With pre-Grace systems you copied with cudaMemcpy and the page wasn't visible to the CPU until you copied back. NVLink-C2C means the CPU and GPU read the same cache line directly. Pointers cross the boundary. KV-cache offload to LPDDR5x becomes a transparent vLLM feature instead of an explicit pinned-memory dance.

10

vs PCIe and InfiniBand

NVLink, PCIe, and InfiniBand do related things at very different scales. The only honest way to compare them is at the per-GPU effective bandwidth level, because that is what bottlenecks an all-reduce.
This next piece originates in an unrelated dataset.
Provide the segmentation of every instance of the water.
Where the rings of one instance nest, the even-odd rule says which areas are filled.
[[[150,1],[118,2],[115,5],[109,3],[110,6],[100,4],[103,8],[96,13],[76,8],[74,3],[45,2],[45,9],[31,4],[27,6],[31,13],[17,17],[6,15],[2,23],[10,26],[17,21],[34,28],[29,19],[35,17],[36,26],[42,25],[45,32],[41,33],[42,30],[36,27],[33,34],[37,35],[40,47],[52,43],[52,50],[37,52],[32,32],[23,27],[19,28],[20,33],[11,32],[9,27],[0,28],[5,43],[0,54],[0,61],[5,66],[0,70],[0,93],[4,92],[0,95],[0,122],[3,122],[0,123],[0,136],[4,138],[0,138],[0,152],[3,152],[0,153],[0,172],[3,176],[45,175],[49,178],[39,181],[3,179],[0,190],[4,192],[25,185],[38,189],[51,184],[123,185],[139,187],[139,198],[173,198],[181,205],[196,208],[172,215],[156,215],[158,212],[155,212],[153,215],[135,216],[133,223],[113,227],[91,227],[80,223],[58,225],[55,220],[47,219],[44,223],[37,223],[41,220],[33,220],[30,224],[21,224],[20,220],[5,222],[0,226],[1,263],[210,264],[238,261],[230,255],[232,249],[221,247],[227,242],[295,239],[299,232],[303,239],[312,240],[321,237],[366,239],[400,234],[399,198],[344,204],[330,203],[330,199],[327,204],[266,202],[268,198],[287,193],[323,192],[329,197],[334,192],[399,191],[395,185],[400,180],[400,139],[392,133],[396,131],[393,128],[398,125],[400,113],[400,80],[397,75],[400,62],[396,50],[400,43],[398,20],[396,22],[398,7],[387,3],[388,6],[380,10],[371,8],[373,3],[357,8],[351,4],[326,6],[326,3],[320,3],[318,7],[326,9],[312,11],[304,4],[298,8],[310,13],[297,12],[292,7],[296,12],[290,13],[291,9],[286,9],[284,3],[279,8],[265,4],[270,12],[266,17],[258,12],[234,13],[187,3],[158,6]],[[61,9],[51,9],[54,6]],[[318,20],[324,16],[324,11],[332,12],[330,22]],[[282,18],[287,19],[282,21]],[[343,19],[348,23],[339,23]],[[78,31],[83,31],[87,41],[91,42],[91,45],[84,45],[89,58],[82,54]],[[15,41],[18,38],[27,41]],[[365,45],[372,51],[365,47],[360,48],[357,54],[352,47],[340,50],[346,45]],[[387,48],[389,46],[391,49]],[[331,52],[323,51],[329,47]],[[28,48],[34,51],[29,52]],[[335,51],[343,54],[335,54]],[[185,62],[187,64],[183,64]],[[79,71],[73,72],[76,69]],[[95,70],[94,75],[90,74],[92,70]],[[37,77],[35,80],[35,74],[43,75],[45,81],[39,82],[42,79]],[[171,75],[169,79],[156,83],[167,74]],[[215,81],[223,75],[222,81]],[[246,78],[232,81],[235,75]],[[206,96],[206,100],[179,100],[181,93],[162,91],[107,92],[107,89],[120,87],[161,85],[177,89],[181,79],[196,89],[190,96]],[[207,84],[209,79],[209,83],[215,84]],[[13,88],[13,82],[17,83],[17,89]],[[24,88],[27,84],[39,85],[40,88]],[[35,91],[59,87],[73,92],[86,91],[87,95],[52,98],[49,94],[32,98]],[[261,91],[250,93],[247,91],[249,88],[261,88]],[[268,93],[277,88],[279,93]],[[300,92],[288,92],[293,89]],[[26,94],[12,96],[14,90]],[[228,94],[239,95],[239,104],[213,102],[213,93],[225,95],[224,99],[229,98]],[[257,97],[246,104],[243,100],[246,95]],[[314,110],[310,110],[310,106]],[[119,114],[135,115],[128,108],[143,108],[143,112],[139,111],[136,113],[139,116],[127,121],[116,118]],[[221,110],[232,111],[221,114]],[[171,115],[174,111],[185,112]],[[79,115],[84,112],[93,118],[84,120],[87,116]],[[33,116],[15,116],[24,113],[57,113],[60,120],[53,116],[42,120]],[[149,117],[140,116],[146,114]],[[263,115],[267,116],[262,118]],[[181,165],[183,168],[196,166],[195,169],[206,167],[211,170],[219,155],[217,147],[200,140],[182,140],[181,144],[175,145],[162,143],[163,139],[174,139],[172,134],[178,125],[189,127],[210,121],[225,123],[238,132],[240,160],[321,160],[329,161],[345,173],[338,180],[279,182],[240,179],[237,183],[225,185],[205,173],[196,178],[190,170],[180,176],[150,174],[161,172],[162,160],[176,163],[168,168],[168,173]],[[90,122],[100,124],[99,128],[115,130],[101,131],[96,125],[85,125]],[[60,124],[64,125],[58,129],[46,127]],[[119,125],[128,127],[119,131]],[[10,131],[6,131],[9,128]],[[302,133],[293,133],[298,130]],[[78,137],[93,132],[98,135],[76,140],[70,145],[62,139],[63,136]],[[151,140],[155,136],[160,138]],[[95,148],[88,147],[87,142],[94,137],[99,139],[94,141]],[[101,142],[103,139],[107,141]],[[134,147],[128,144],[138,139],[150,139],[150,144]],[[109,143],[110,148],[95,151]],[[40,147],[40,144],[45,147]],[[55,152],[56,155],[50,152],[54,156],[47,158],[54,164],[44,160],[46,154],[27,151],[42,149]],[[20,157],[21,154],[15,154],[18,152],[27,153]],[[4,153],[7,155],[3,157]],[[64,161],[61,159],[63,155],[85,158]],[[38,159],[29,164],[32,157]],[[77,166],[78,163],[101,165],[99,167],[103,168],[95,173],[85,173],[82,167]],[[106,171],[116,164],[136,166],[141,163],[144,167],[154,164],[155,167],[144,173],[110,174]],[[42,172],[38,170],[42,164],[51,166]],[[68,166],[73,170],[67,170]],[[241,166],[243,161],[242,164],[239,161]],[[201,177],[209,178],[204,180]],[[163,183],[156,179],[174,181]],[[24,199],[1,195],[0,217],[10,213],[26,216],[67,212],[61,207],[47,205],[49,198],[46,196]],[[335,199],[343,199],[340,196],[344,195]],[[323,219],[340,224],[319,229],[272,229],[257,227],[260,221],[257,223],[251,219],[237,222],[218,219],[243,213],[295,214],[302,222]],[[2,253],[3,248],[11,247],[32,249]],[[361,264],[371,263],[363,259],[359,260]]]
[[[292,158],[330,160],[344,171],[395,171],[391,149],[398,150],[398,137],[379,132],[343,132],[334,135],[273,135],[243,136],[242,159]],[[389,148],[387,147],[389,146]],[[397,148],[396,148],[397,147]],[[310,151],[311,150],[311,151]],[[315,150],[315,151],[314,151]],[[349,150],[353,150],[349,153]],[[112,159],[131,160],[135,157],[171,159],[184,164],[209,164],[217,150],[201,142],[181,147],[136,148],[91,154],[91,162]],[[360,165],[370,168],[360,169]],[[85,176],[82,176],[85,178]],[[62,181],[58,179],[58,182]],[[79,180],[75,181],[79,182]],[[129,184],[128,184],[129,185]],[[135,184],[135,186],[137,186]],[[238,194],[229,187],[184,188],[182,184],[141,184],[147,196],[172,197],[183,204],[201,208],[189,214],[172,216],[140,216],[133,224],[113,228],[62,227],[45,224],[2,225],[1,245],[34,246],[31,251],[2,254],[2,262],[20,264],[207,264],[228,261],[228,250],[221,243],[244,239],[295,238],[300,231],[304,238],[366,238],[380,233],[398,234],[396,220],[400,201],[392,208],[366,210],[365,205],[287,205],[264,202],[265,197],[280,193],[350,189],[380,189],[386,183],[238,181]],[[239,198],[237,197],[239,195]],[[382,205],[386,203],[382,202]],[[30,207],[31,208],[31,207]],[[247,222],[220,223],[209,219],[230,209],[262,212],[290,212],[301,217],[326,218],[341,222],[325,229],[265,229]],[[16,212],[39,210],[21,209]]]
Link	Per-port BW	Per-GPU BW	Reach	Coherent?
PCIe 4 x16	32 GB/s	32 GB/s	chassis	no
PCIe 5 x16	64 GB/s	64 GB/s	chassis	no (CXL.cache adds it)
NVLink bridge (consumer)	56 GB/s/link	112 GB/s (3090)	2 cards	no
NVLink 3 (A100)	50 GB/s/link	600 GB/s	chassis (HGX)	no
NVLink 4 (H100)	50 GB/s/link	900 GB/s	chassis (HGX)	no (C2C is coherent)
NVLink 5 (B200)	100 GB/s/link	1800 GB/s	rack (NVL72)	no (C2C is coherent)
NVLink-C2C	900 GB/s	900 GB/s	same package	yes
InfiniBand HDR (200 Gb)	~25 GB/s	~25 GB/s/port	building	no
InfiniBand NDR (400 Gb)	~50 GB/s	~50 GB/s/port	building	no
InfiniBand XDR (800 Gb)	~100 GB/s	~100 GB/s/port	building	no

GPUDirect RDMA

GPUDirect RDMA lets an InfiniBand NIC DMA straight into GPU HBM, bypassing the host CPU and PCIe bounce buffers. This is what makes inter-node TP tolerable. But the per-port InfiniBand bandwidth (50 GB/s NDR, 100 GB/s XDR) is still ~20–40× less than NVLink 5. Cross-node TP slows down by exactly that ratio — which is why TP is kept inside an NVLink domain and PP/DP is what spans nodes.

The modern superpod stack

intra-rack

NVLink 5 NVSwitch 4 1.8 TB/s/GPU

inter-rack

InfiniBand NDR/XDR RoCE v2 ~50–100 GB/s/port

storage

NVMe-oF 100–400 GbE parallel FS (Lustre/GPFS)

Rule of thumb

Run TP inside an NVLink domain (one HGX, or one NVL72). Run PP and DP across the InfiniBand fabric between racks. Plan around the slowest link in your collective chain — if any leg traverses IB, pick a parallelism strategy that keeps activation traffic off it.

11

Interactive: Fabric Planner

Pick a GPU class, a node size, and the inter-GPU link. The planner estimates per-GPU NVLink bandwidth, the size of the coherent NVLink domain, the rough TP scaling factor, and the maximum coherent memory you can address.

GPU class

GPUs per node

Inter-GPU link

Per-GPU NVLink BW

—

NVLink domain

—

TP scaling factor

—

Coherent memory

—

Heuristics, not benchmarks

The TP scaling factor uses a simple log-N attenuation (each ring hop costs 1 − f) and per-link multipliers of 0.95 NVSwitch / 0.85 bridge / 0.70 PCIe 5 / 0.55 PCIe 4. Reality varies with model size, NCCL version, kernel overlap and PCIe topology — treat the percentage as a sanity check, not a commitment.